Parsers Presentation

From EggeWiki
Jump to navigation Jump to search

Parser Presentation for ThoughtWorks Oz Team Hug June 2007

Official Title: Using Parser Generators For Fun & Profit

Presentation Type: Technical

Material used: Keynote

Length: 55 minutes

Summary: Parser generators (compiler compilers) are usually taught in a computer science compiler design class, and then quickly forgotten. However, parser generators can be used for a whole range of tasks including:

  • Code generation
  • External DSLs
  • Code quality analysis
  • Data transformation

Generally, few people other than language designers know the ins and out of lex & yacc. These days you don't need to be a C programmer to make use of parser generators. Java has quite a few, as do most major programming languages. These modern tools are easier to learn than their C ancestors, and have active community support for creating grammars and troubleshooting problems.

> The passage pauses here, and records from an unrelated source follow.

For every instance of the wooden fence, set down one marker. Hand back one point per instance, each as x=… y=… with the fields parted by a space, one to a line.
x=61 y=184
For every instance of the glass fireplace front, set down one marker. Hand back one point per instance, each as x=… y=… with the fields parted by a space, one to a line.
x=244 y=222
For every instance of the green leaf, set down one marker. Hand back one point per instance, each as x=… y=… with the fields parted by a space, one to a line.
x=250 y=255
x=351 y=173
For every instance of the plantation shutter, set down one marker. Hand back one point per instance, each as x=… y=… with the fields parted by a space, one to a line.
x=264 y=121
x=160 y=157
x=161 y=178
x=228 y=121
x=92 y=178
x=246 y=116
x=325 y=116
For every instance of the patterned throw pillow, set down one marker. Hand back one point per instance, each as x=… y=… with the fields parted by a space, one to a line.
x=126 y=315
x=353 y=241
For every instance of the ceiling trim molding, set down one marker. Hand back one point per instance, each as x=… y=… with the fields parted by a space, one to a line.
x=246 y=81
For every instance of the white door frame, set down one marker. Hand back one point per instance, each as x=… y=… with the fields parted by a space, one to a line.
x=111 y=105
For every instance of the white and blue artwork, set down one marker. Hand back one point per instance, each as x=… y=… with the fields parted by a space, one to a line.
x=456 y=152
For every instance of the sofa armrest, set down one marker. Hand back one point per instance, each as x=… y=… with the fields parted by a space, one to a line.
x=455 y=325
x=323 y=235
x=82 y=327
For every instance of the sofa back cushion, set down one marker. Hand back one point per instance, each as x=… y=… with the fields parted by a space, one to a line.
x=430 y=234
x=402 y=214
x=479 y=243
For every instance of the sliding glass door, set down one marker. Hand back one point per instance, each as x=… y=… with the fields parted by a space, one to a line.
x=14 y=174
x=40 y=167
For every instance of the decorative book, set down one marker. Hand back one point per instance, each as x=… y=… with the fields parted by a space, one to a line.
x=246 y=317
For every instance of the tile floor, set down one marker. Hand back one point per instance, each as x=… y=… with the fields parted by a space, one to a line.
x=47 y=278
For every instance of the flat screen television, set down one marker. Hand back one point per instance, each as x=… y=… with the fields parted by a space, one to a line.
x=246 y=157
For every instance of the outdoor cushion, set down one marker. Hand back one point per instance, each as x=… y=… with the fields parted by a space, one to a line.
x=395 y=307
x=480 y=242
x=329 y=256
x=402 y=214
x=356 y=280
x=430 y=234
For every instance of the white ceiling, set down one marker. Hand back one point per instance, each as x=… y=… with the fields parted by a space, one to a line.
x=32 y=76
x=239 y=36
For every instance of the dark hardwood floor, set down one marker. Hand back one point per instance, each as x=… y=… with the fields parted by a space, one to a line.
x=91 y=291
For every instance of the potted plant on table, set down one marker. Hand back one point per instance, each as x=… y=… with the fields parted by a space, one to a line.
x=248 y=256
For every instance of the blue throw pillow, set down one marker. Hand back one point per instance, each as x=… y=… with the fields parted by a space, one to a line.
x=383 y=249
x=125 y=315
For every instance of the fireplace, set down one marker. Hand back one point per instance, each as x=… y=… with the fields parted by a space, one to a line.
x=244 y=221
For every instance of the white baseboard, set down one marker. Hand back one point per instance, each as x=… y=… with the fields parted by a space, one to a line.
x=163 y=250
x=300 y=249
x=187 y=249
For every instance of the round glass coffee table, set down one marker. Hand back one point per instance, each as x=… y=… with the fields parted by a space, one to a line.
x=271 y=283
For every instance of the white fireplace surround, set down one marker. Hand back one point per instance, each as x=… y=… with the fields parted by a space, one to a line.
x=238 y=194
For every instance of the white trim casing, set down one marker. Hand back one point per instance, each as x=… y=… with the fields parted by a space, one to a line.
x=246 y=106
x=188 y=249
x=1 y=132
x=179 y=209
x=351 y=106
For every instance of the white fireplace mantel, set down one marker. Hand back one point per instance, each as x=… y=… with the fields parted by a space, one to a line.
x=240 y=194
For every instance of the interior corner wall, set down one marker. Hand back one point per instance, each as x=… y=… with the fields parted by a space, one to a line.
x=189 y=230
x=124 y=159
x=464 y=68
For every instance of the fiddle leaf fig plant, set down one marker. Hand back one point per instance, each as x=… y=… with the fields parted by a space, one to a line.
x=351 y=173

In this presentation, I'll show some real life examples where parser generators have saved time and increased simplicity. Here are some of the examples I'll be going into:

  • copybook parser - On this project we needed to interface with a COBOL mainframe using it's copybook format. Instead of crafting our message code by hand, I wrote a parser which took in the copy book format and generated Java code which could compose the messages.
  • code quality - PMD/Checkstyle can detect all sorts of patterns in your code. I've been collaborating on a project which [detects code duplication using Abstract Syntax Trees].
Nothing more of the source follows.